Öztekin konuyla ilişkin açıklamasında şunları kaydetti: “Büyük özverilerle Baba Sahne’yi kuran, zorlu koşullarda tiyatro yapmaya ve tiyatroyu yaşatmaya çalışan Şevket Çoruh’a Türk Tiyatrosu’na bugüne kadar yaptığı ve yapacağı katkılardan dolayı kavuğu devredeceğim. Tiyatroya gönül verenleri 20 Eylül’de Harbiye Cemil Topuzlu Açık Hava Sahnesi’nde gerçekleştirilecek Kavuk Devir Teslim Töreni’ne bekliyoruz.”

Usta tiyatro ve sinema oyuncusu Rasim Öztekin, ‘kavuğu” Şevket Çoruh’a devrediyor. 

“KALBİM, ‘KAVUKLU OLARAK’ TİYATRO YAPMAMA İZİN VERMEDİ”
“Kavuğu” Şensoy’dan aldığı yaz, kalp yetersizliğinin yanı sıra ciddi boyutta ritm problemleri de yaşamaya başlayınca doktorunun canlı performans sergilemesini yasakladığını belirten ve “Kalbim, ‘kavuklu’ olarak tiyatro yapmama izin vermedi” diyen Öztekin, “bir bakıma kalp hastalığı nedeniyle çok sevdiğim tiyatrodan malulen emekli ” olduğunu dile getirdi: “Projeyi, senaryosunu, çalışma koşullarını seçebildiğim, yorulduğumda dinlenebildiğim sinema ve dizi projelerinde yer alarak sanatın içinde bir şekilde var olarak moral buldum.
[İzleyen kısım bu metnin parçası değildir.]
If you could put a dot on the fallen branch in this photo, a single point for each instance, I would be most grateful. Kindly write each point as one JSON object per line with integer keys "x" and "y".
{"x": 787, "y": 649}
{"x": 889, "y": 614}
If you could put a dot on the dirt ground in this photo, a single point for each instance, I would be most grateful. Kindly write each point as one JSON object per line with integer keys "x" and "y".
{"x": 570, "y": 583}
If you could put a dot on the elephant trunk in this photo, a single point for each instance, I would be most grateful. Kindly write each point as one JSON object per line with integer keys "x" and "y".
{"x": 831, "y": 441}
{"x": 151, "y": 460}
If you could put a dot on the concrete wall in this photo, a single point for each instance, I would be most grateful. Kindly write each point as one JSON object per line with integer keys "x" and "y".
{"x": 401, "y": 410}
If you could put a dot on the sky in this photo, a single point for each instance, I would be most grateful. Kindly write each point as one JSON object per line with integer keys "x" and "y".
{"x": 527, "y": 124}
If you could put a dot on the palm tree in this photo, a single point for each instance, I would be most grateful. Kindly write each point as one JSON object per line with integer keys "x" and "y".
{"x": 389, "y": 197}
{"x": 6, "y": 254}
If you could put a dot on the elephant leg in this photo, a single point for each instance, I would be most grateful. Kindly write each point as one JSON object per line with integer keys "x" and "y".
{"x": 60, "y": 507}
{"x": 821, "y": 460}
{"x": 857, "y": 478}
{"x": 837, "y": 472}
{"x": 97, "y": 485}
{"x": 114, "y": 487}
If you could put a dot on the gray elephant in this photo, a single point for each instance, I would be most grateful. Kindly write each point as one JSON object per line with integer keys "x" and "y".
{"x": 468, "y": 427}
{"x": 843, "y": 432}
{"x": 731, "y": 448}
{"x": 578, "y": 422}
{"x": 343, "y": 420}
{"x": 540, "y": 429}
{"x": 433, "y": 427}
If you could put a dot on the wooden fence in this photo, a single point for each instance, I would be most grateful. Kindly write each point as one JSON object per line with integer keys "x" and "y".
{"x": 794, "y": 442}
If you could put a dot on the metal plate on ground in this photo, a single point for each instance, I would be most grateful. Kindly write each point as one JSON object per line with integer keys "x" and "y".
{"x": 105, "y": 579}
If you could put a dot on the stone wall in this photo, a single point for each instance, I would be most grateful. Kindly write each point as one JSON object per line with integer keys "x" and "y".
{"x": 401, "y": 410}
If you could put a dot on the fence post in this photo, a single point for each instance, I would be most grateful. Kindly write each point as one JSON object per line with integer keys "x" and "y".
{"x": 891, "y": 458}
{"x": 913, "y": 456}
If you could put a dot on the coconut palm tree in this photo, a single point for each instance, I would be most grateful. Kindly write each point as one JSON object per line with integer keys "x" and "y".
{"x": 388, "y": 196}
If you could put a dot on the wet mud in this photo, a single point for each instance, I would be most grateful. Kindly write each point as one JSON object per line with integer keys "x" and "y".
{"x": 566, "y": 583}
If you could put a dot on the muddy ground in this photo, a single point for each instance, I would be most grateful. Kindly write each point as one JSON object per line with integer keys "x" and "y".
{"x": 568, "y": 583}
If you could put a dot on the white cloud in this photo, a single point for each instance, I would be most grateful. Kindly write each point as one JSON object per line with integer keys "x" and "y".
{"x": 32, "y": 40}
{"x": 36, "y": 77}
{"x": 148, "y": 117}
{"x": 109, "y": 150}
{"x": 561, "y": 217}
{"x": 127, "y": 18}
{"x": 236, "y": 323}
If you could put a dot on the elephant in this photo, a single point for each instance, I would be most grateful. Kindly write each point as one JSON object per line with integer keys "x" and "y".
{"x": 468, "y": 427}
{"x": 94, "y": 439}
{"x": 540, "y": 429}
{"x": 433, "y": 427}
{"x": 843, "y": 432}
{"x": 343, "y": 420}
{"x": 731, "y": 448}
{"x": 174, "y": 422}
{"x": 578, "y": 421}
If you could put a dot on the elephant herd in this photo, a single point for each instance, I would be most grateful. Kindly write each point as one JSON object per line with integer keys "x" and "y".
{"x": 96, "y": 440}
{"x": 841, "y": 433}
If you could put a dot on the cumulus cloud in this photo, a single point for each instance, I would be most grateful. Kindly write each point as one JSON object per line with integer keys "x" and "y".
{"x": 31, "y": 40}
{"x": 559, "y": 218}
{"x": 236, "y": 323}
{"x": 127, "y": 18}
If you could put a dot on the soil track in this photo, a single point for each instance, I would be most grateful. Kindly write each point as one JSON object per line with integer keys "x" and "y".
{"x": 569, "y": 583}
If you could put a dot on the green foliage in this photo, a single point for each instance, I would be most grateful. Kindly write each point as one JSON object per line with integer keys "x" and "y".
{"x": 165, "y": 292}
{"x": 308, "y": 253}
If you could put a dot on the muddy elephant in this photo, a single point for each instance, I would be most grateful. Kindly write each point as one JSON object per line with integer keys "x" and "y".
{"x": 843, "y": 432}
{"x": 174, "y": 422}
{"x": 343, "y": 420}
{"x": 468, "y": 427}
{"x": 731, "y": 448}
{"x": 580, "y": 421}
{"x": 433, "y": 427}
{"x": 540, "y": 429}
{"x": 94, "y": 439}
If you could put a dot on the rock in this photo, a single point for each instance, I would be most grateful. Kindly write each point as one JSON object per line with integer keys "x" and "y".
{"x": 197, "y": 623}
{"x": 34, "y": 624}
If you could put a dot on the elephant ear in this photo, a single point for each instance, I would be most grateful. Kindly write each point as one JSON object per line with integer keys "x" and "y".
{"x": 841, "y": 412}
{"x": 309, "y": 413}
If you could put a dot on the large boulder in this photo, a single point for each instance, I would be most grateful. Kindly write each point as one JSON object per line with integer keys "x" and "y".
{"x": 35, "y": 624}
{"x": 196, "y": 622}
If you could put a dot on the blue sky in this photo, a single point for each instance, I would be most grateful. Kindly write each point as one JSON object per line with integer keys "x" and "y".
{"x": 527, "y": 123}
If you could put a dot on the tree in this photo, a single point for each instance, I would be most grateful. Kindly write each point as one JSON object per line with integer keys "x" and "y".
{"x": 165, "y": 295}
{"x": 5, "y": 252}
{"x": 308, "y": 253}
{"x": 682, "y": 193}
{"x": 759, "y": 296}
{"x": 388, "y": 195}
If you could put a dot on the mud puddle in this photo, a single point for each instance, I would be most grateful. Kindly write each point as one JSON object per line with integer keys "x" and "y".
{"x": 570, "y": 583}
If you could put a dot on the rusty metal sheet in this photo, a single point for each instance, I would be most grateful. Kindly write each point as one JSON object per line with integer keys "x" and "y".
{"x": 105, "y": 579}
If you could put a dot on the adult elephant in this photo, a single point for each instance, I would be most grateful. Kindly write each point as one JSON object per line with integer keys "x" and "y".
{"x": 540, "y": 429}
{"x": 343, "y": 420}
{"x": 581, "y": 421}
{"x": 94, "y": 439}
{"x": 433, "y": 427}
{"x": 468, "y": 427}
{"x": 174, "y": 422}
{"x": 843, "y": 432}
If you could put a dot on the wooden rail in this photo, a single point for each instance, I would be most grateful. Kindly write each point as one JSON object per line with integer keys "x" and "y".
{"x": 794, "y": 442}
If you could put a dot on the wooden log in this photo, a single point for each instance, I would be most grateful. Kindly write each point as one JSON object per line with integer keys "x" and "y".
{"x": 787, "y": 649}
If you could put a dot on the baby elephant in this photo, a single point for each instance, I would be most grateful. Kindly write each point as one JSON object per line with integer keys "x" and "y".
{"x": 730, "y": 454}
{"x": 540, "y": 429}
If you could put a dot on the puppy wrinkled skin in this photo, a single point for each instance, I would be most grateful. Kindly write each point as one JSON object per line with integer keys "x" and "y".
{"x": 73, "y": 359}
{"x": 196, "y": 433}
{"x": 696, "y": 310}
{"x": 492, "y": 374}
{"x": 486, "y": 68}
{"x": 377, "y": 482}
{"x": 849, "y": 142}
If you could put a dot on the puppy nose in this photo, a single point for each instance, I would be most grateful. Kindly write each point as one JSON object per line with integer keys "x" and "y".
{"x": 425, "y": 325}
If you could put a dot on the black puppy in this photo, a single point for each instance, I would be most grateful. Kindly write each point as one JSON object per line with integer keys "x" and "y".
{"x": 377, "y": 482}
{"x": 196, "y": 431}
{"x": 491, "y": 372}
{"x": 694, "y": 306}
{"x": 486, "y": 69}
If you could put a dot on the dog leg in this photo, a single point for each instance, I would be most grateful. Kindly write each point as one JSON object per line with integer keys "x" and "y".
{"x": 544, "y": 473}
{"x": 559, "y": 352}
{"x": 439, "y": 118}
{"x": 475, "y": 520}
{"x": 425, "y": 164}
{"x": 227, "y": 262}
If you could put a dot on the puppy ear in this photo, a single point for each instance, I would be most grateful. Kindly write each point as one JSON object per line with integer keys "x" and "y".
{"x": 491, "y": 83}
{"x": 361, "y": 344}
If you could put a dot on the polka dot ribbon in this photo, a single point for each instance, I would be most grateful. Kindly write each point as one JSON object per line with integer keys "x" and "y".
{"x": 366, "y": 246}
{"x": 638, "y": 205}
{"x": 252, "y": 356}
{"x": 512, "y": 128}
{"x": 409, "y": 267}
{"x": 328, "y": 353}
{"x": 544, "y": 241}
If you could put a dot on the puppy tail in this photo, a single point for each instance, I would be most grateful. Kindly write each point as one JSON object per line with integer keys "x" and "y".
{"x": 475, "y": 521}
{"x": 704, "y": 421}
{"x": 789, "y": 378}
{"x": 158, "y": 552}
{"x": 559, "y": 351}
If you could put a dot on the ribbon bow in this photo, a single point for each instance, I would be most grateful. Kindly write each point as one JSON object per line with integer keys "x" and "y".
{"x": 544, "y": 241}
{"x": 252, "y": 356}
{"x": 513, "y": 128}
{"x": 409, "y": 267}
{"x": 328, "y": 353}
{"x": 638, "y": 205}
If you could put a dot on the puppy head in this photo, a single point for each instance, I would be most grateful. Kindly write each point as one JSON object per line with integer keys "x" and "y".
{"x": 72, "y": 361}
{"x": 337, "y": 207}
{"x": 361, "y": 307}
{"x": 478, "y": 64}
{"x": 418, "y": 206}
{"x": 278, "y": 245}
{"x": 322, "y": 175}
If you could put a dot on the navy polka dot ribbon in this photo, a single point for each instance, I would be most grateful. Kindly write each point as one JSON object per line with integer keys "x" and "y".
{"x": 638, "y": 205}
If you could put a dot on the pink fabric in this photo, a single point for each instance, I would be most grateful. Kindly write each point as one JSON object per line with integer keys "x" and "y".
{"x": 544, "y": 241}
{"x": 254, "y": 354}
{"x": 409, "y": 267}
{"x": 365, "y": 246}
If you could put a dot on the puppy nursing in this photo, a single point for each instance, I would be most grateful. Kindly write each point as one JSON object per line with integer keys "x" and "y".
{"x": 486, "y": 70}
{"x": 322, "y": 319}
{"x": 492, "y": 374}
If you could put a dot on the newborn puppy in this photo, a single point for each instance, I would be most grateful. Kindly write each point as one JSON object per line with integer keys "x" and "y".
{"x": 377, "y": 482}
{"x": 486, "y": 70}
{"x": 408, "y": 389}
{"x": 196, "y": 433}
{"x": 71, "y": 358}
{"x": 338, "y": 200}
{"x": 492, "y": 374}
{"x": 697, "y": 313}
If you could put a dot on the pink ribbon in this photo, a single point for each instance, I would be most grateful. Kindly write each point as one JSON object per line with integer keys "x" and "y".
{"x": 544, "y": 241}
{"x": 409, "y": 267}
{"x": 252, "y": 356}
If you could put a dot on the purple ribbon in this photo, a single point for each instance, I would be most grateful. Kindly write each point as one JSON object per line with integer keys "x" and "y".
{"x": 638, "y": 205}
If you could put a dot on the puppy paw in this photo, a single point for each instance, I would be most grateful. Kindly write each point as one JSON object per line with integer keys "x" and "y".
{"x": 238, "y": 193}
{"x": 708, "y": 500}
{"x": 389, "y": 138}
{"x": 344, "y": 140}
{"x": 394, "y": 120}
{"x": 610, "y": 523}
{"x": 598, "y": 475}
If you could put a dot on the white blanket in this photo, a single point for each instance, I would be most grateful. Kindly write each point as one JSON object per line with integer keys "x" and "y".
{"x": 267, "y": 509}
Durum böyle iken, kavuğu çok bekletmeden bir tiyatrocu kardeşime devretmeye karar verdim.”

“Kavuğun yeni sahibi” Şevket Çoruh

“YALNIZ OLMADIĞIMIZI HATIRLATAN YİNE USTALARIMIZ OLDU”
Baba Sahne’nin kurucusu Çoruh’un “kavuğun yeni sahibi olmasıyla” ilgili ilk değerlendirmesi şöyle: “Kişisel çabalamalarımızla doğurup, seyirci ve meslektaşlarımızın desteği sayesinde büyüttüğümüz yolculuğun, kendi küçük etkisi büyük bir virüs marifetiyle sekteye uğradığı bugünlerde, resmi makamlar tarafından bir başımıza bırakılmışken, bizi sarıp sarmalayan, yalnız olmadığımızı hatırlatan yine ustalarımız oldu.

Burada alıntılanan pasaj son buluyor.